A few years ago I performed a wedding in Hawaii and I will never forget my visit to the Bishop Museum.  The Bishop Museum celebrates the art and culture of the Polynesian community that pre-dates western involvement.  There surrounded by the reminders of the Island’s faith traditions, I learned something that seemed so surprising I almost laughed: Hawaiian Gods go on vacation.  It struck me as so unexpected, so foreign to my understandings of God.  I stood there in awe thinking, would I let God go on vacation.  I pondered this question as I read about how the Polynesian Gods have seasons of work and seasons of rest, when one God is at rest well another God stepped forward to lead.  As I considered what this said about Hawaiians and imagined how it impacted their community, I thought would western Christians’  let God go on vacation?  What would it mean for us modern modern people to let God take a break?  See for so many of us God is defined in terms of all those OMNI words, God is all present, all knowing, all the time and in all places and how can you let such a being take a vacation, a rest, or even a break.  What would it mean if rest and Sabbath and vacation were so sacred that it is woven into our very understanding of God’s nature?  Would we rest more if rest was sacred enough for God to rest?  

And I realized, our God rests too.

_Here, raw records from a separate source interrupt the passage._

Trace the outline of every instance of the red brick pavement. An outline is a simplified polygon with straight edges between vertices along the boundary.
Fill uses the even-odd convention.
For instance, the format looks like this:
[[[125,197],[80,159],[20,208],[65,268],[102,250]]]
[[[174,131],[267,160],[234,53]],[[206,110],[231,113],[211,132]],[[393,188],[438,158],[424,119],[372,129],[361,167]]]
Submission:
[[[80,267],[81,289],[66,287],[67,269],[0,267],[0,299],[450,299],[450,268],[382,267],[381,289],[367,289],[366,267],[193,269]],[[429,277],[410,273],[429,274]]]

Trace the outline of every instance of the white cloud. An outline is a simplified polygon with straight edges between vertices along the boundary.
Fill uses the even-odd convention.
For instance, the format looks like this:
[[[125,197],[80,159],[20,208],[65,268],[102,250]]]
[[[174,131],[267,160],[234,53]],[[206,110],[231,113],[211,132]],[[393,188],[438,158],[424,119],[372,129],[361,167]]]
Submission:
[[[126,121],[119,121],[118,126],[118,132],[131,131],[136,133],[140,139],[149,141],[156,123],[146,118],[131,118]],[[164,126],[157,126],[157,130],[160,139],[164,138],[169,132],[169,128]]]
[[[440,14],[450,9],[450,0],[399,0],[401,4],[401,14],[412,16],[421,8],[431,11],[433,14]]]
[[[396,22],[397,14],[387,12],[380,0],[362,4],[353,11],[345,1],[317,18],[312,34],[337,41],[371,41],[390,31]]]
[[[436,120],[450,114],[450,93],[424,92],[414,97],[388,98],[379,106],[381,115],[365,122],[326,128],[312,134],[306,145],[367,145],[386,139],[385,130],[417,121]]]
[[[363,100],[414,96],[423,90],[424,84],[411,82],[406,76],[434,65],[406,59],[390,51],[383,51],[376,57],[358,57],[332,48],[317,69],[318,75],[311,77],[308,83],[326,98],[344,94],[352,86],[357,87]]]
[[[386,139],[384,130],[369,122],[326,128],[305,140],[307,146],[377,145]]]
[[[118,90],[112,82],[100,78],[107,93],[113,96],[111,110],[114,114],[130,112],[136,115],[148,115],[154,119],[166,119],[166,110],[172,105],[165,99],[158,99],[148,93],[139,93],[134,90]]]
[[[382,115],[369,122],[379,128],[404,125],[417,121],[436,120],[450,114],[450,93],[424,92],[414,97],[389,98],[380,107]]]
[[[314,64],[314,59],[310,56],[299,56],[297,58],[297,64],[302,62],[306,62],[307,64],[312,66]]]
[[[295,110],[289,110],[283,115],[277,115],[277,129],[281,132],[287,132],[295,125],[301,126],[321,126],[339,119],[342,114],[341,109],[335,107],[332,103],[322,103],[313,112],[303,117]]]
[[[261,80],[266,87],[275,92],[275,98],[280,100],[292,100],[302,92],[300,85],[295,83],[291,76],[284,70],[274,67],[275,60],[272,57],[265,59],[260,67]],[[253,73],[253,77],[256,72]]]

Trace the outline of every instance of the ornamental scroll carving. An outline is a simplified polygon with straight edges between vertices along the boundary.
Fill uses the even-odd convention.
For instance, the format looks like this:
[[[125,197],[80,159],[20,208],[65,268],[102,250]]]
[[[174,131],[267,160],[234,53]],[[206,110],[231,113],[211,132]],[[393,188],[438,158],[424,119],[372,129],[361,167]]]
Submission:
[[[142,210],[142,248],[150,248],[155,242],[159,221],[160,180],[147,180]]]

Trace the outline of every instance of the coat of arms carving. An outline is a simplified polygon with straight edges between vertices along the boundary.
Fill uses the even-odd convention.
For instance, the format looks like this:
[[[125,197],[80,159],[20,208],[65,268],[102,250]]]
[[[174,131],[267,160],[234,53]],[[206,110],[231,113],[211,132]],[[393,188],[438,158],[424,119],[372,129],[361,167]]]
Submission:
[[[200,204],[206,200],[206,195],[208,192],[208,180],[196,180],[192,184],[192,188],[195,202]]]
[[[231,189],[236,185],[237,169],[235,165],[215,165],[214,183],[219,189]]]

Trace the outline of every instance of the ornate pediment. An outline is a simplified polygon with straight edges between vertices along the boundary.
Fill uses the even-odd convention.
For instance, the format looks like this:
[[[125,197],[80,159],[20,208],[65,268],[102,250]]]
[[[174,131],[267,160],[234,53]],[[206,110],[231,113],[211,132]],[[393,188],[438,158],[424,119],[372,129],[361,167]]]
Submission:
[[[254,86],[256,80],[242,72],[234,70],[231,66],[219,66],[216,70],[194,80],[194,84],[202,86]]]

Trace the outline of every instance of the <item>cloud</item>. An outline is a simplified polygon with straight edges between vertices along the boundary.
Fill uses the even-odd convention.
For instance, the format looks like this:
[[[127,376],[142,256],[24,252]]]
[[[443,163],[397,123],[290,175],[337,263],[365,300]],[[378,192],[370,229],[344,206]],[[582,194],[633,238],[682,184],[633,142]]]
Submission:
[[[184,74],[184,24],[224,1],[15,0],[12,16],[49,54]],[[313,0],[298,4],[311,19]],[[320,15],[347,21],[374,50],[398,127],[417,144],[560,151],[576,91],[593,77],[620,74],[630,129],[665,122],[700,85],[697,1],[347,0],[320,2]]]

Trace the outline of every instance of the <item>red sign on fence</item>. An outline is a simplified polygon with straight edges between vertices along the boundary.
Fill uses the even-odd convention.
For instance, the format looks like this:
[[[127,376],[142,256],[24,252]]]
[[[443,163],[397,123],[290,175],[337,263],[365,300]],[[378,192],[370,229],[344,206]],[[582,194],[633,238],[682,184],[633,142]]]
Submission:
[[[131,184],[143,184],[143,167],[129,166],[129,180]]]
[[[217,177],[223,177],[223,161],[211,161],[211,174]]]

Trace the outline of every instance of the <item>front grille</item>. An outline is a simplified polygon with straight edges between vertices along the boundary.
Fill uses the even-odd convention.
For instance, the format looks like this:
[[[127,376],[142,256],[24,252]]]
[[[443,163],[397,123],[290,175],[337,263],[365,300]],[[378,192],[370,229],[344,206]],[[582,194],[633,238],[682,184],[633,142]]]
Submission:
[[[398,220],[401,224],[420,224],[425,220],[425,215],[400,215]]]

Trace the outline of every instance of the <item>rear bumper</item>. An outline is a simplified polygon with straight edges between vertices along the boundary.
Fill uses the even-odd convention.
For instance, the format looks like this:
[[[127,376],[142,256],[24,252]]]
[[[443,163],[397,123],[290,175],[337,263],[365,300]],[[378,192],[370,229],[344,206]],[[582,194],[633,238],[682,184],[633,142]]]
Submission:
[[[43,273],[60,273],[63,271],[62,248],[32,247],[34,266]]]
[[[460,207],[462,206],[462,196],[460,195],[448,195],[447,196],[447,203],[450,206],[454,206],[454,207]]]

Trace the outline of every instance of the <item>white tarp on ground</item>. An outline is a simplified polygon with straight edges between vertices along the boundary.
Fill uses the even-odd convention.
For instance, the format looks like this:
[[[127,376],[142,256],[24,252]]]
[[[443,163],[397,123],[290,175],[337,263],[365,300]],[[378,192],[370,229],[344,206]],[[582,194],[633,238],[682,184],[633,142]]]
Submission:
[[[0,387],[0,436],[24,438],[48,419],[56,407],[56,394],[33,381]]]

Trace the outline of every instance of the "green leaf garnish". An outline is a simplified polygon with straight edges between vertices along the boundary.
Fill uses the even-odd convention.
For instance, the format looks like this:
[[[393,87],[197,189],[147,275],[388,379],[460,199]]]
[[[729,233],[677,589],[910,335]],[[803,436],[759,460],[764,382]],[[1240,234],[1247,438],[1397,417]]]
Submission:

Duh it’s called Sabbath.  Keeping the Sabbath might have just been one of the items on the laundry list of things the prophet Elijah was trying to help people remember about their relationship with God.  You see before philosophy introduced all those OMNI words and before kings every where wanted to seem all present and all powerful all the time, just like God.  Before Jesus climbed up a mountain to rethink what it means to be king and before Elijah struggled with the royal household.  The Hebrew people told stories of the God taking rest.  And the stories at the very start, the foundational story of who they are and who God is weaves rest or sabbath into the very model of our being.  God creates, God gives life, God gets involved in the world and then on the seventh day God rests.  And it was good.  Sabbath was built into the very identity of the hebrew people, they had a relationship with God and the covenant they agreed to made rest sacred.  Rest was sacred enough for the people to rest from labor rather than get ahead one more day, it was sacred enough that the land and the animals rested too.  All of creation rested, the immigrant laborer and the high priest.  They taught us a story that says you are sacred and you are created in the image of a God that rests.  You see they knew that resting like God makes you free like God.  Taking a sabbath like God makes you creative like God.  Honoring the sabbath like God empowers you to follow a path that gives life into the world like God.  

Maybe that’s why we gather here, maybe we gather to listen like Elijah did so long before us.  Maybe we gather to center and remember who we are really called to be like Jesus.  Maybe we gather to find sacred space that honors the hopes within our very soul.  And maybe together, we can take rest so seriously..that when it is hard to come by we make time to take it.